Guo is also barred from reading, Zhang said. “That’s why he is on a hunger strike for 100 days—to protest all these things—the deprivation of his basic rights. They also threatened to send him to a mental hospital. In the past they carried out their threat to send him to Shenyang, where he was tortured. That’s why we take this threat very seriously. He said he is facing an extremely grave situation. He said this is just like what happened to him in Shenyang… He called for the outside world to campaign on his behalf. He said this was the first time that he ever issued such a plea.”

'Emaciated and anemic'

Guo’s sister, Yao Maoping, said her brother looked “emaciated and anemic. From the way he walked I could tell something is wrong with his spine. He walked in a strange way—his steps looked abnormal.”
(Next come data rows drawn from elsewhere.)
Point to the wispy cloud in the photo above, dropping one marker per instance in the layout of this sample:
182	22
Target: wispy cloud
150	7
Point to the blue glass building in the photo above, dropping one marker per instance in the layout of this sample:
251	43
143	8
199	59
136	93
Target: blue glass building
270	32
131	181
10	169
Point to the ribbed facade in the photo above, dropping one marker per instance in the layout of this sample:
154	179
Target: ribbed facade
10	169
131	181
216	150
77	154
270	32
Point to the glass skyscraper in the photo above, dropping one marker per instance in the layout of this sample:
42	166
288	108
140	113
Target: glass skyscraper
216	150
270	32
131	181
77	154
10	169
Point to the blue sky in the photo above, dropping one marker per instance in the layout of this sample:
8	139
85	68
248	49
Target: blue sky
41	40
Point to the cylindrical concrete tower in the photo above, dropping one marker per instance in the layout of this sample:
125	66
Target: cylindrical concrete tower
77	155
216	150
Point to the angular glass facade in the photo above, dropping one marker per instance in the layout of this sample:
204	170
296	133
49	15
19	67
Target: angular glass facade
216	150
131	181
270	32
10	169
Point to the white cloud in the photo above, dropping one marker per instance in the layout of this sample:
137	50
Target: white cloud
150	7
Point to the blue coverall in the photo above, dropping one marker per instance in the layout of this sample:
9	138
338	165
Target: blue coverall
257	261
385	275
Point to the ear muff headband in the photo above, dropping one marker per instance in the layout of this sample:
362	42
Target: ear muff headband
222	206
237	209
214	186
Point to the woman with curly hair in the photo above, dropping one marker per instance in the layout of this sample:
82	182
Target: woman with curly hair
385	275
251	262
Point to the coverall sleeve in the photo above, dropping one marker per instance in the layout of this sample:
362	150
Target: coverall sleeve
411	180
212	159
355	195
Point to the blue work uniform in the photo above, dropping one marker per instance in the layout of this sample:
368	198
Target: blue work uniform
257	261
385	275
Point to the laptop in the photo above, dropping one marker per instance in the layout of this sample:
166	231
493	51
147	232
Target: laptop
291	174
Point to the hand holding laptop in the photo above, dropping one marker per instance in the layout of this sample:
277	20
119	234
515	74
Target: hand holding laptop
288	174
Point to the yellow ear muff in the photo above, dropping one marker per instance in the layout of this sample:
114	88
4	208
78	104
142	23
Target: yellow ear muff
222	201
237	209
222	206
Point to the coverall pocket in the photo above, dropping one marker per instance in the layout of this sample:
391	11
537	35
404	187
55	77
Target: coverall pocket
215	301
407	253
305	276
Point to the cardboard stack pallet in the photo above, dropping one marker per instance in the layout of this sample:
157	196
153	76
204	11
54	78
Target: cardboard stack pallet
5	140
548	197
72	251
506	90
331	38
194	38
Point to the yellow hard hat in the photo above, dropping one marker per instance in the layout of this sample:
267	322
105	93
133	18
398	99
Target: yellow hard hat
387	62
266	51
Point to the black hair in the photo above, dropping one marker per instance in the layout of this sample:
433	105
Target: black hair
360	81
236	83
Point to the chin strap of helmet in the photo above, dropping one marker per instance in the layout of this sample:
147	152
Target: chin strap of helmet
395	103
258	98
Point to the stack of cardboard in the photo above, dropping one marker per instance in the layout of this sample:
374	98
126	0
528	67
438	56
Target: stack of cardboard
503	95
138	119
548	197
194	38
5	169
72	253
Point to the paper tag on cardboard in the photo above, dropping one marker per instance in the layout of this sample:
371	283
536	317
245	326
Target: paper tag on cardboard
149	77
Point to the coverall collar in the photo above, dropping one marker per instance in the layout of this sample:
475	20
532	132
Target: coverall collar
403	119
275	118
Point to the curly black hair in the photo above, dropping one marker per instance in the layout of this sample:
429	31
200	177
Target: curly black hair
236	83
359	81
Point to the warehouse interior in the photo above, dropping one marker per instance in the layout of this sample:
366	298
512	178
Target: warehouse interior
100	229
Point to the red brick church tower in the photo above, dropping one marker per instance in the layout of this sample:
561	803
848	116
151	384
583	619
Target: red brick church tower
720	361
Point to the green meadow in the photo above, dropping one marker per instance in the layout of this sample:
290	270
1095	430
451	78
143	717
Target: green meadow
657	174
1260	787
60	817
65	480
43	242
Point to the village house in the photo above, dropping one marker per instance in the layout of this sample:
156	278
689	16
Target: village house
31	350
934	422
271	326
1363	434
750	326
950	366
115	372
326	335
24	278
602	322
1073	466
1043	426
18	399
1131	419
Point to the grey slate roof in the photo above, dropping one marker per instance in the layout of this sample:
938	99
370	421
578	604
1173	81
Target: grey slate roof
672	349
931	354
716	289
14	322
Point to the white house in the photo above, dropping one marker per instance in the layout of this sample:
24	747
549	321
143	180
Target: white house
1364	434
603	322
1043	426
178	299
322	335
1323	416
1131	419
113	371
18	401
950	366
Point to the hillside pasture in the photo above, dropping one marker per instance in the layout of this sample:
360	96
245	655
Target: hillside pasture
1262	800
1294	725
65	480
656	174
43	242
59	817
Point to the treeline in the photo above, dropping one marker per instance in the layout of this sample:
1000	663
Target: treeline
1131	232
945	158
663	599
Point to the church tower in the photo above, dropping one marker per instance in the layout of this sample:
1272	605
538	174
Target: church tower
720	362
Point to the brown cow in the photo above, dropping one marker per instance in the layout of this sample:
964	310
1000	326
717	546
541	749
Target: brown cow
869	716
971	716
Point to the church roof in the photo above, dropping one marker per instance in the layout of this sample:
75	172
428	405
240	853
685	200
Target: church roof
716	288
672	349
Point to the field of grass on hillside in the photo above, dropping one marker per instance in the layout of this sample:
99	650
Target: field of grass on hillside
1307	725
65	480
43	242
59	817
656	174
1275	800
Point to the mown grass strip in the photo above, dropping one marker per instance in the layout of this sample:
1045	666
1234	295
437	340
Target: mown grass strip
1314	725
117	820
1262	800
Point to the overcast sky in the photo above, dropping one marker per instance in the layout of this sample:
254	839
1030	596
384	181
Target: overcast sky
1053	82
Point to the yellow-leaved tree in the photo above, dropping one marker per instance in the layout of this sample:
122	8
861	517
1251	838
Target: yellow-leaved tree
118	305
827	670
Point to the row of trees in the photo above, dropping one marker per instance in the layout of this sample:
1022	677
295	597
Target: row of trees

They engage in manual labor, not physical labor. They work eight hours manufacturing handicrafts. But it’s impossible for someone who’s in ill health to engage in labor. He would get treatment.

“I asked a prison official surnamed Xiao why my brother was on a hunger strike. He said, ‘Your brother refused to obey prison rules.’ He said my brother refused to do this thing and refused to do that thing. I said it was because he had been disabled by them…I asked that my brother’s injuries be examined. He said he would consider my request. I told Guo Feixiong that I would pay for the examination. But he said he did not want to do it if we had to pay for it ourselves.”

“I asked him to stop the hunger strike. He said he’d do it for 100 days. My brother said, ‘I’ve never asked the world to give me anything, but I now ask for their help urgently. Because they may send me to a mental institution.’”

A duty officer at the prison said in an interview that it was “impossible” for a prisoner to be beaten by another prisoner in front of more than 200 prisoners, although he added that those who beat others are punished by having their jail terms extended. Those who report such beatings have their sentences reduced, said the duty officer, who asked not to be identified.

He also denied that anyone was forbidden from speaking to other prisoners, and that a line was drawn in front of any cell door and said it was “impossible” that a prisoner could be deprived of his right to read books and newspapers. He also said it was impossible that a disabled prisoner would be forced to engage in prison labor.

“They engage in manual labor, not physical labor. They work eight hours manufacturing handicrafts. But it’s impossible for someone who’s in ill health to engage in labor,” the official said. “He would get treatment.” Hunger-striking prisoners are hospitalized for treatment, he said, adding, “Isn’t that called medical parole?”

Police seized three computers, handwritten papers and notebooks, and a cellphone when they arrested Guo in September last year, according to his wife. Guo first drew international attention as part of the legal team helping the villagers of Taishi, Guangdong province, to prepare a recall case against their elected village chief amid allegations of corruption during a land deal.

He has also reported severe beatings at the hands of the police following the bitter and long-running dispute, during which he served as a member of Beijing-based lawyer Gao Zhisheng’s law firm. Gao lost his law license after he criticized the government for its treatment of the banned Falun Gong movement.